– Какое варварство, – слегка поморщился Кристиан, – в цивилизованной Англии, во второй половине 19 века в лучших семействах дочерей дарят, как рабынь, стареющим сластолюбцам, а те смотрят на молодых жен как на удачное приобретение и убивают в них чувственность. Пообещай мне, Шарлотта, что не поступишь так со своей дочерью. Не надо тащить эти мерзкие пережитки в 20 век, до которого осталось не так уж много времени!

– Но с другой стороны, Уэлсли ни разу меня не обидел, – пробормотала Шарлотта, – он хорошо относится ко мне…

– Но он не сделал тебя счастливой. Ты сама только что призналась, что в супружестве ни разу не испытала блаженства. Ты даже себя толком не знаешь, – Кристиан зарылся лицом в вырез ее платья; Шарлотта невольно охнула, пытаясь оттолкнуть его. – А ведь в тебе столько страсти. Только ты зажала ее в тиски, заперла на три замка и боишься дать ей выход. Не бойся, мир не перевернется, если ты разожмешь тиски…

– Наверное, уже поздно, – леди Уэлсли пыталась отстраниться, поднять вырез платья повыше. – Это будет смешно, если женщина моих лет…

– Ты же еще молода, – Кристиан поймал ее руки и отвел от выреза, – у тебя стройное тело, нежная кожа, твои глаза блестят, ты обворожительна и желанна. Почему же ты считаешь, что тебе поздно быть счастливой? Или ты убеждена, что вот этот золотой ободок на пальце делает тебя собственностью Уэлсли? А кстати, он тогда хотя бы заметил твое отсутствие в гостиной?

– Заметил, – леди Уэлсли невольно хихикнула.
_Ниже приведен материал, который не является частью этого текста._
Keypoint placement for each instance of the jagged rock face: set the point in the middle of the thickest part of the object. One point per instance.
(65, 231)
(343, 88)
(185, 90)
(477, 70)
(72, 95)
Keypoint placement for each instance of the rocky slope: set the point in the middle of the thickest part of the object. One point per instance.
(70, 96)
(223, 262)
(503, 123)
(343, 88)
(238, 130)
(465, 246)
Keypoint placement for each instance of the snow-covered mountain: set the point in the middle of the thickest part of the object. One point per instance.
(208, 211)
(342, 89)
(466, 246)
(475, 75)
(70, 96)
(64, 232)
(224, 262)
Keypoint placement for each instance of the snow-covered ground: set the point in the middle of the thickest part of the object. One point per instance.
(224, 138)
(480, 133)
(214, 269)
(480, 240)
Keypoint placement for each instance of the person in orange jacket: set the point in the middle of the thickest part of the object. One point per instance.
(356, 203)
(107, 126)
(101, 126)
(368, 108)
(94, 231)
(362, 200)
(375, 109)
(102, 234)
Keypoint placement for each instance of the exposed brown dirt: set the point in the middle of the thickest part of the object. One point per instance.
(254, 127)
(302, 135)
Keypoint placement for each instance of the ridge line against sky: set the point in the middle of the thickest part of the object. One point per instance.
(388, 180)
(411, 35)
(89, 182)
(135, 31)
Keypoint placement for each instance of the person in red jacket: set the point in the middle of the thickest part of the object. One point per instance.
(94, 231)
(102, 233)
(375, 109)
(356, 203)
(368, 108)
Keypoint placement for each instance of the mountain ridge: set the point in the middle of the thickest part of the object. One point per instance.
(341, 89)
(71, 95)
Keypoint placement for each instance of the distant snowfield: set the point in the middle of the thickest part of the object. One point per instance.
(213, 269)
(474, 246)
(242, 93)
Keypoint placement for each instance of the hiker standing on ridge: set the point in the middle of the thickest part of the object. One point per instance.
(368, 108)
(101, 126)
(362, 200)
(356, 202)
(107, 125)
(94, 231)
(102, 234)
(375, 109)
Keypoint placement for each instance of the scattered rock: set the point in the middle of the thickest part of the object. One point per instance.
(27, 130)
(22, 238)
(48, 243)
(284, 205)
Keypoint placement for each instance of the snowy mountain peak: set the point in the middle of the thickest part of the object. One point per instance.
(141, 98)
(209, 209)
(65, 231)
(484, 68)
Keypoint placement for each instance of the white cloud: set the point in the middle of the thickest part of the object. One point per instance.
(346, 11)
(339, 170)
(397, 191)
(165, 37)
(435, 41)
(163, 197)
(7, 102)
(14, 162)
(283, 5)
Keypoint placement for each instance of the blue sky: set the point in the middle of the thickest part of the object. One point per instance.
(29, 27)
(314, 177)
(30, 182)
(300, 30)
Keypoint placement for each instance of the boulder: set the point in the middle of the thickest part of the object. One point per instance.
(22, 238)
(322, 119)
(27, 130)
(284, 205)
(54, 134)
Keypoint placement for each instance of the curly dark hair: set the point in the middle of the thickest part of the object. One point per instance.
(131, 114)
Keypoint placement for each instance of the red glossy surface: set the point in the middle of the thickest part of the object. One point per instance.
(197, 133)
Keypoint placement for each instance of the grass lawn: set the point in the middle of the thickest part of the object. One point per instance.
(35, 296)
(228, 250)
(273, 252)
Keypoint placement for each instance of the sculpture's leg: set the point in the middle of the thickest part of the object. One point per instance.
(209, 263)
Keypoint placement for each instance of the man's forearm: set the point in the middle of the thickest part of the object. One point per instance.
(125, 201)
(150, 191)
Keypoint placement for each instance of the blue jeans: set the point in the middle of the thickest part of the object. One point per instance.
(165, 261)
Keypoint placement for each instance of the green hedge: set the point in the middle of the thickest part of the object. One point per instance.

Почему-то теперь ее разбирало от беспричинного смеха, когда она вспомнила вечно полусонного мужа, его обширную лысину, багровое лицо, благодушную мину и брюшко, выпирающее из-под костюма. – Я сказала, что выходила в сад.

– А он? – с озорным азартом спросил Кристиан.

– Ответил, что это хорошо, и взял у лакея еще бокал коньяка… Почему ты смеешься? Бессовестный мальчишка!

– Да еще какой. А почему ты хохочешь? Впервые вижу, чтобы ты была так весела. До чего ты хороша, когда смеешься, просто глаз не отвести.

– Ох, Кристиан, что мы делаем, – все еще вздрагивая от смеха, леди Уэлсли уткнулась лицом в плечо юноши.

– Всего лишь получаем удовольствие. Разве это преступление?

– Но что сказали бы о нас, если бы узнали?

– Поверь мне, многие завсегдатаи светских салонов регулярно вытворяют еще не такое. "Но не грешно грешить, коль грех окутан тайной", – процитировал Крэй строчки из "Тартюфа". – Осуждают не тех, кто согрешил, а тех, кто попался.

– Какой же ты циник, – изумилась Шарлотта.

– Разве это для тебя открытие? – Кристиан подхватил женщину на руки. Когда он поднимался по широкой дубовой лестнице на затемненный второй этаж, Шарлотта замерла, крепче обхватив его шею и опасливо застыв, боясь пошевелиться или даже лишний раз вздохнуть.

В спальне Кристиан бережно опустил ее на кровать и прошелся по комнате, зажигая канделябры и растапливая камин.

– Зачем свет? – приподнялась леди Уэлсли, пытаясь снова поправить платье.

– Затем, что я хочу видеть тебя, любоваться тобой. А разве ты этого не хочешь? Разве я настолько неприятен твоему взгляду, что ты предпочла бы темноту?

– Это же неприлично, – неуверенно пробормотала леди Уэлсли. – Или у тебя и на этот счет есть возражение?

– Вот именно, – Кристиан привлек ее к себе. – Что ты считаешь неприличным? Мы одни, нам это нравится, мы не оскорбляем ничей благочестивый взор, и ты до того обворожительна, – шепотом заключил он, небрежно отбросив на пол одежду Шарлотты вперемешку со своей.

***

Проснувшись, леди Уэлсли не сразу вспомнила, где она находится. Глаза немного привыкли к темноте, и она различила очертания незнакомой комнаты. Кровать под золотистым балдахином, черное дерево, темные драпри, стрельчатые окна. С другого конца кровати доносилось ровное глубокое дыхание спящего мужчины. Кто это Шарлотта вспомнила, что Уэлсли так храпит, что его слышно даже в другом крыле дома. Значит, это не он. В голове шумело, мысли спотыкались, и вечер вспоминался обрывками.